With his solo debut, 14 Songs, a definitive statement of his enduring viability, Westerberg has proven that he still has the ability to lap the field. And at least for now, he’s still running.
In the beginning, Westerberg and the Replacements were supposed to save rock & roll. They were the scream of a generation that didn’t even know why it felt like screaming – attacking the status quo with equal parts drunken abandon and divine inspiration.
Now, twelve years later, Westerberg is alone and the Replacements’ legacy – songs simultaneously tuneful and intimidating – is alive in a slew of young bands playing ultraheavy guitar pop and residing in the upper echelon of the charts. The other Replacements, meanwhile, have projects of their own: Bassist Tommy Stinson fronts his own band, Bash and Pop; Bob Stinson, the group’s original guitar player, who was fired in 1986, plays in various groups in Minneapolis; Chris Mars, who parted ways with the Mats, as they were known to their fans, in the band’s final stages, has released two solo albums; and Slim Dunlap, Bob Stinson’s replacement, has just put out his first solo effort, The Old New Me.
Westerberg’s 14 Songs comes three years after All Shook Down, the album that proved to be the Replacements’ undoing. That record, originally conceived as Westerberg’s solo coming out, instead marked not only the group’s demise but the breakup of Westerberg’s marriage and an end to the booze-soaked lifestyle that had become the Mats’ modus operandi. When the lights came up and the smoke began to drift away, All Shook Down ended up being the Replacements’ last shot. Instead of saving rock & roll, Paul Westerberg decided to save himself.
You used to write so much about the band itself [“I Don’t Know,” “Bastards of Young,” “Talent Show,” for instance]. Does it make you feel lonely now that you’re solo?
No, the opposite. I feel more free because I used to have the entire world to write about and I chose to write about me and my three pals. It’s like I broke out of a little cocoon. It was one-dimensional, writing about the band against the world. Now it’s me, but I’m not against the world.
Somewhere between ‘All Shook Down‘ and now, you severed ties with the past. Was this intentional?
Yeah, to me that’s obvious. In a way, I’ve wanted to take the spotlight off me as the singer in this group and put it on what I do. Start over. “Ladies and gentlemen, this guy writes songs.”
You said the record ‘All Shook Down’ was the sound of someone having a breakdown. Do you still think that’s true?
Yeah. It was, essentially. Without stopping long enough to really look at it clearly, it was the end of many things. My band. My marriage. My excessive lifestyle. They all came to an end, but I made the record before I dealt with any of it.
So what is the sound of ‘14 Songs‘?
It’s just me.
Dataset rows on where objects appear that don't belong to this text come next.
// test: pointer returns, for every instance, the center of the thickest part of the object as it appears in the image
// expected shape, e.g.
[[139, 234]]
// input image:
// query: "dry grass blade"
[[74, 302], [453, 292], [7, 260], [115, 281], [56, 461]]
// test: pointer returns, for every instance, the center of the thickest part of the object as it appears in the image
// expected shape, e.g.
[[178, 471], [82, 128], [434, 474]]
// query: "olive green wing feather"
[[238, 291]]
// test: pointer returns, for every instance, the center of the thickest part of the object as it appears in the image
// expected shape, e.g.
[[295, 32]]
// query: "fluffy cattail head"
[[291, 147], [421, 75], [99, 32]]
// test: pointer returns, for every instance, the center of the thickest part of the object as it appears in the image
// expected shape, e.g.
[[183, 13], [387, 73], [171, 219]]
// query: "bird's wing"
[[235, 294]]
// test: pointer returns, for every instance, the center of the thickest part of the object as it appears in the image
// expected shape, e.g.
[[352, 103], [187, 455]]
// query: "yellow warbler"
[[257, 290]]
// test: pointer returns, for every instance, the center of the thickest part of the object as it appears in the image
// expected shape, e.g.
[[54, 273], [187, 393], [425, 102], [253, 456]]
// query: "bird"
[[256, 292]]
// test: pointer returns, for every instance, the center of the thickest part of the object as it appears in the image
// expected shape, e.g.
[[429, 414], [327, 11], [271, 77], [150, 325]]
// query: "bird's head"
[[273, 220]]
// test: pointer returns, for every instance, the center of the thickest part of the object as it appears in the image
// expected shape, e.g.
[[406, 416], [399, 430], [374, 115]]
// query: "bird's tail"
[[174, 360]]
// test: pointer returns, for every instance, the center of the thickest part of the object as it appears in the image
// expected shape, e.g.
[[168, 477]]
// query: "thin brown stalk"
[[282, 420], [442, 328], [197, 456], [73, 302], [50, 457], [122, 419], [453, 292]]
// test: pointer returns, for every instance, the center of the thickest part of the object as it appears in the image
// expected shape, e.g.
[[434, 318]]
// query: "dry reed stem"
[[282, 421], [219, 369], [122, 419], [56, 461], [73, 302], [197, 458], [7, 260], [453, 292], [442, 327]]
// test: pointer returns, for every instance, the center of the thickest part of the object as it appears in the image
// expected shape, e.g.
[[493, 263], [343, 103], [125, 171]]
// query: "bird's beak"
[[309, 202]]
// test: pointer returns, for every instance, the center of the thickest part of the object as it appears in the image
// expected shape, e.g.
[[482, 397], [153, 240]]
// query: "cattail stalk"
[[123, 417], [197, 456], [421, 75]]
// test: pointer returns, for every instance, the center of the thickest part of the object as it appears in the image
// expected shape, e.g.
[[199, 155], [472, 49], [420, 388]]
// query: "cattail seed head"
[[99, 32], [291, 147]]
It’s the sound of a thirty-three-year-old guy who lives alone and enjoys it. I’m not a part of a group. I’m comfortable with where I’m at.
You were always intensely loyal. Were you afraid of leaving the other Replacements hanging?
I was afraid of life and everything that goes with it. And to a certain extent I still am. But my fears were much deeper than offending someone in the band. All I can tell you is I feel good now, and I worried back then unnecessarily. There wasn’t anyone in the band who was a real positive thinker or an uplifting guy. We were all kind of defeatists and kind of played with the idea of being the failure as hero. And we all fed off each other. We all escaped individually but not as a group.